People who commit suicide are mentally ill. Period. They either don't have the coping skills, don't have the support environment, or are too depressed to deal with things in general. Sometimes they can't see other solutions. For some of them, the reasons for mental illness are situational but for others, it is truly a chemical imbalance in the brain that requires meds. Does that make bullying ok? No, absolutely not. We should make every effort to teach our kids to be tolerant of others who might be "odd" and to have empathy toward others rather than to prey on them. But bullies...well, they have their own issues.

Bullies usually bully because they, themselves, feel inferior and they prey on the few who are weaker than they are. I don't believe that people are mean or predatory by nature. I believe they too have a form of mental illness. I worked with the bullied kids who were hospitalized for mental illness but I worked with just as many of the bullies.

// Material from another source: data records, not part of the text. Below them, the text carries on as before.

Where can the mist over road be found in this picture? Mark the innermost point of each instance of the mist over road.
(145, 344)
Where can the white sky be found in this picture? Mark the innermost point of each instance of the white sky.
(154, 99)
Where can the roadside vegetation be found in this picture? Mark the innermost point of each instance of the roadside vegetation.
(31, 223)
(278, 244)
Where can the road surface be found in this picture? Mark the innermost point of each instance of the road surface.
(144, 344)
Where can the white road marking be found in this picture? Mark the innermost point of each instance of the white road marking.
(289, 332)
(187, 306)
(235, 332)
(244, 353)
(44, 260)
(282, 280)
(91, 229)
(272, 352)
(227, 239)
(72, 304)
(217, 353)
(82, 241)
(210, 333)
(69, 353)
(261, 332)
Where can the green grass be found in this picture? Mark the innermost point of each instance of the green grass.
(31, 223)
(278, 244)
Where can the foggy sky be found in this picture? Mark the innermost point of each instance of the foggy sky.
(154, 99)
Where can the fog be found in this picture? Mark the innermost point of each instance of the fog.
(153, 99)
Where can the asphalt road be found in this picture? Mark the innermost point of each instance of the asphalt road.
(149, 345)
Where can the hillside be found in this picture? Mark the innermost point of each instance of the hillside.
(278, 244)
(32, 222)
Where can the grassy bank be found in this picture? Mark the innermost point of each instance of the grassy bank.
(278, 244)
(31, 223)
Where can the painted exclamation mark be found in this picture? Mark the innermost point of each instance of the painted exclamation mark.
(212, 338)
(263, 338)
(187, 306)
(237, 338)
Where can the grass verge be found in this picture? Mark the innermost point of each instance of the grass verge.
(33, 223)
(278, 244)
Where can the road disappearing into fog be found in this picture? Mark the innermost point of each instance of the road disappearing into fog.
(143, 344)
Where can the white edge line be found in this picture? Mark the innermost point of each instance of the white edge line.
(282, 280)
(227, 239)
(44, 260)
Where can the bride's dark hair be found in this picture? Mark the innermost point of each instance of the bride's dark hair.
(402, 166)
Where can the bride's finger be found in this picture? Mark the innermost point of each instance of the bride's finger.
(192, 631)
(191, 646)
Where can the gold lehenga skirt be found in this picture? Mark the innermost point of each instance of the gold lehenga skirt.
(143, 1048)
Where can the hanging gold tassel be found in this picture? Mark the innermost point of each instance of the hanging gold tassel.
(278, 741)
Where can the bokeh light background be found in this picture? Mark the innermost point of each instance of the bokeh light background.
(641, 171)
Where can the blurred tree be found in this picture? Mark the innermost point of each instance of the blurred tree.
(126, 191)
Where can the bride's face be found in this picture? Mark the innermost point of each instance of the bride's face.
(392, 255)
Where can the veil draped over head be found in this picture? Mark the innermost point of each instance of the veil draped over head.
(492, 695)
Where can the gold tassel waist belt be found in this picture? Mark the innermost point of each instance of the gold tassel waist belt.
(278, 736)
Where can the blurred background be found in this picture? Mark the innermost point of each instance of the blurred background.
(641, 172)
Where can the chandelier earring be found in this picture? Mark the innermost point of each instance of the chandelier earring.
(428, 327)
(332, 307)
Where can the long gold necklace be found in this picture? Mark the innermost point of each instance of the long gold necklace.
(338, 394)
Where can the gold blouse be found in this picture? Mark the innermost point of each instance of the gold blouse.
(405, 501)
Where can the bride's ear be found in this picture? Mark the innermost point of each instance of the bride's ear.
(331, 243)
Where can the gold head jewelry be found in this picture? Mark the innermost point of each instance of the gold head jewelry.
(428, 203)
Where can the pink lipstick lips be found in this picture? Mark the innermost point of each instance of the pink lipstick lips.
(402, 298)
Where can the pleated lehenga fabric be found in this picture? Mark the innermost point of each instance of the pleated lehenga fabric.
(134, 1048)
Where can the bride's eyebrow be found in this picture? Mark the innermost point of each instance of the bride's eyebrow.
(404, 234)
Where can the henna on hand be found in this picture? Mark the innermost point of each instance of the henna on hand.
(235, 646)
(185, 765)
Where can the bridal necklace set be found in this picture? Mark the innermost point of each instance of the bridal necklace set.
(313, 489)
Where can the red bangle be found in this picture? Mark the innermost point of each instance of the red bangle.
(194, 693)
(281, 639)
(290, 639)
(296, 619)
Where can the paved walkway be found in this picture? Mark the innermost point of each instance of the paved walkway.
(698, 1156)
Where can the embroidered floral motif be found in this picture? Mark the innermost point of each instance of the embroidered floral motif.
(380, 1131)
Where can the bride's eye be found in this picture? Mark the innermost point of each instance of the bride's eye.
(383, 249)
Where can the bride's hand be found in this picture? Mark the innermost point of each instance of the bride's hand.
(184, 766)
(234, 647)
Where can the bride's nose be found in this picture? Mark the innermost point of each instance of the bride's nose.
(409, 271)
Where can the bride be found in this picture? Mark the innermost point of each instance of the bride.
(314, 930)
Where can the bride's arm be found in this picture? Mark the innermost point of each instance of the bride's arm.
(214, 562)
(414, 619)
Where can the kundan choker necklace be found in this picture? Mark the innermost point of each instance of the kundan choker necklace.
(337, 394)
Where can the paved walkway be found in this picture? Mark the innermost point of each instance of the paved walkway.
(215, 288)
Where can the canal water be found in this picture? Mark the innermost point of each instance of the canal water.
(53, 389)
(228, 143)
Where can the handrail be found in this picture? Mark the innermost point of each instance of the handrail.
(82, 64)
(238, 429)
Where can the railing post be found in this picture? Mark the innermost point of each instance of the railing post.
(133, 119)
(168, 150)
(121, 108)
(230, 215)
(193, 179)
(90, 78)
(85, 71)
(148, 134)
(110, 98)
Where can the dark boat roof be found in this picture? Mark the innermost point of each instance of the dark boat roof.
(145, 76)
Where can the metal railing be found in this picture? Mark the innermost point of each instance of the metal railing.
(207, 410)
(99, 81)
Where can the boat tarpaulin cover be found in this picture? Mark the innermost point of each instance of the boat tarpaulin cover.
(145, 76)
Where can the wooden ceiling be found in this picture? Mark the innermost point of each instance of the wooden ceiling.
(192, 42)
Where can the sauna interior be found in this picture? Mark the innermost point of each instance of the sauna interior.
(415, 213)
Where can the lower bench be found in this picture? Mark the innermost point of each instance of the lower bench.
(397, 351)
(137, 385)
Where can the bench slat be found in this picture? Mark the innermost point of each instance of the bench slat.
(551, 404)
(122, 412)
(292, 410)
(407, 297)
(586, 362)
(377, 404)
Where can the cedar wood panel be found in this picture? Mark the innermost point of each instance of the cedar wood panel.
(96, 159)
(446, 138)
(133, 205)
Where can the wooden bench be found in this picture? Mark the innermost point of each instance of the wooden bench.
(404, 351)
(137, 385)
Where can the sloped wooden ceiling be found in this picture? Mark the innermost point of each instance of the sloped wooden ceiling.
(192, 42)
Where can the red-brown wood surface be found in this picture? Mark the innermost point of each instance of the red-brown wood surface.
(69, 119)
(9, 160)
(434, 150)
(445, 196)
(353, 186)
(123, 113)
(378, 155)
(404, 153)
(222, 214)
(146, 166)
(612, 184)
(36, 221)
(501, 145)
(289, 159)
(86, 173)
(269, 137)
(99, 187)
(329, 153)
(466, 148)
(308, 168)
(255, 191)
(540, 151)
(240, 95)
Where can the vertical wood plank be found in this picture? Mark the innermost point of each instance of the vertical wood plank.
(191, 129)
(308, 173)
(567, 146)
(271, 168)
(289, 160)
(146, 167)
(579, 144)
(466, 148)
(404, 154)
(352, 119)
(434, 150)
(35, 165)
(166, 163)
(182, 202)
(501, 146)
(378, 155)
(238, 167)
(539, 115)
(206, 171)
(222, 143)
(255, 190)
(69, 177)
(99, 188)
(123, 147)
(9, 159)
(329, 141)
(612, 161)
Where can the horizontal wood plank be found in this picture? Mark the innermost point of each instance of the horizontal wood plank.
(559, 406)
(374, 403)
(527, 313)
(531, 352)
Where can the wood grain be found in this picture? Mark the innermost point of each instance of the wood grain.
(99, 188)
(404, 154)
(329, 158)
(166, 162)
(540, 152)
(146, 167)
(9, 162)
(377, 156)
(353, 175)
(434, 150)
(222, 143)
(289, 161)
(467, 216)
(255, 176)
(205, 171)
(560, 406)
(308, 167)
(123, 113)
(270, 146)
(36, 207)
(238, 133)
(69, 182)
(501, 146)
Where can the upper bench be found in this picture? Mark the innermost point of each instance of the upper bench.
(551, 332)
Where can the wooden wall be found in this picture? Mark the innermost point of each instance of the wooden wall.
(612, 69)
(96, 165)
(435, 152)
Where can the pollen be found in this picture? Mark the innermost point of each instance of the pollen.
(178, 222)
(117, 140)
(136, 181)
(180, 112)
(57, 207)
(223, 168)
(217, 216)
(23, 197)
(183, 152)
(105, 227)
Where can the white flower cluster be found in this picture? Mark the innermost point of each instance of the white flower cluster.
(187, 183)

In the hospital, interestingly, they were all kind of on the same playing field and I believe, sometimes, they did learn about the dynamics and come to understand that none of them felt very good about who they were, but they handled it in opposite ways. I can honestly say that 97% of the kids I worked with, both the bullies and the bullied, were NOT from supportive, loving home environments. The bullies need help, just as the bullied need help. Deep inside, both are hurting a lot.

I don't like the term bullycide at all. It's suicide, no matter how you word it.
I think you missed this part of her point, madoug. She wasn't saying that every kid that is bullied is mentally ill. She's saying that some of this kids have mental issues that make handling bullying impossible. We need to reinforce with kids that teasing and picking on others can lead to suicide in vulnerable people (ie. those with underlying mental illness.)